Why does ExpressVPN retain any usage data at all?
ExpressVPN only keeps the bare minimum amount of information required to operate a highly reliable VPN service at scale. Without this information, we couldn’t keep our server network running, ensure that our apps are working correctly, or provide accurate support to our customers.
We never collect anything about what users do with the VPN: No logs of traffic destination, DNS records, data content, connection timestamps or IP addresses. That means, should the BVI High Court come asking, we CANNOT answer any of the following questions:
- Which ExpressVPN user(s) accessed the following website or service?
- Which websites did user X access?
- Which ExpressVPN users were utilizing a given ExpressVPN IP address at a particular time?
ExpressVPN takes your privacy seriously and does not keep activity logs or connection logs. Specifically, that means we do NOT log any of the following sensitive information:
- Browsing history
- Traffic destination
- Data content
- DNS queries
- Timestamp or duration of connection
- Your original IP address that you connect from
- Your outgoing IP address (i.e. the ExpressVPN IP assigned to you once connected)
The combination of our BVI jurisdiction, no activity logs, and no connection logs makes ExpressVPN an excellent choice for internet users concerned about their privacy.
Comments
So If I downloaded a copyright song on a usa server hollywood server for example.
Would the us riaa force you to hand over any information on me or are they powerless?
that being said does any pirate police get anything from you?
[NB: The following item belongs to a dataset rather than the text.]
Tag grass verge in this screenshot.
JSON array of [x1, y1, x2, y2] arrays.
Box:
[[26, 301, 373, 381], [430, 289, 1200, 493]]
Two posters here mentioned good people like Dan Guido and Georgian Partners. They were getting at the point that many consumers simply believe any VPN solves all their problems. Nope. Dan Guido said, (paraphrase) many people fail to realize that a VPN operator can be the subject of server log subpoenas. This is true for VPN operators in 14-Eyes countries that share their intelligence information in pursuit of surveilling as much traffic as they can obtain. The opposite of what VPN is for. “Privacy is a function of liberty” -Edward Snowden. Most countries don’t truly support liberty beyond lip service. That said, if someone is doing their own “intelligence” operation they could contact Guido to help them set up their own VPN servers and security software.
One of the truly great things about ExpressVPN is that it is outside of the 14-Eyes intelligence cabal, and is not subject to subpoena. This is exactly the kind of VPN that is preferred. Someone could go about setting up their own VPN server, as Guido specializes in doing. But consider that ExpressVPN is for users who want to stay free of the complications required to set up their own servers, install and maintain their own software tools, and who prefer the simplicity of very well designed software, such as ExpressVPN that just works fleetly and comes with customer support too. I’ve used many VPNs and while I don’t work for Express, I use it year after year because ExpressVPN is a great professional tool.
Good
Dan Guido is a well known security expert. One would hope you know who he is.
You have servers in USA and other countries which are heavily invested in surveillance, so regardless of the country of incorporation, by operating in X country I think you are subject to their laws, right?, could be compelled to give information by the operating country? Do you apply the same privacy policy to all servers and countries where you operate?
Hi Emmanuel. There are no logs on any of our servers, wherever they are.
If you are incorporated in the BVI, then who is this? https://georgianpartners.com/the-problem-with-the-tor-network-and-commercial-vpns/
¯\_(ツ)_/¯ We’re not sure who that person is. We are definitely incorporated in the BVI, though.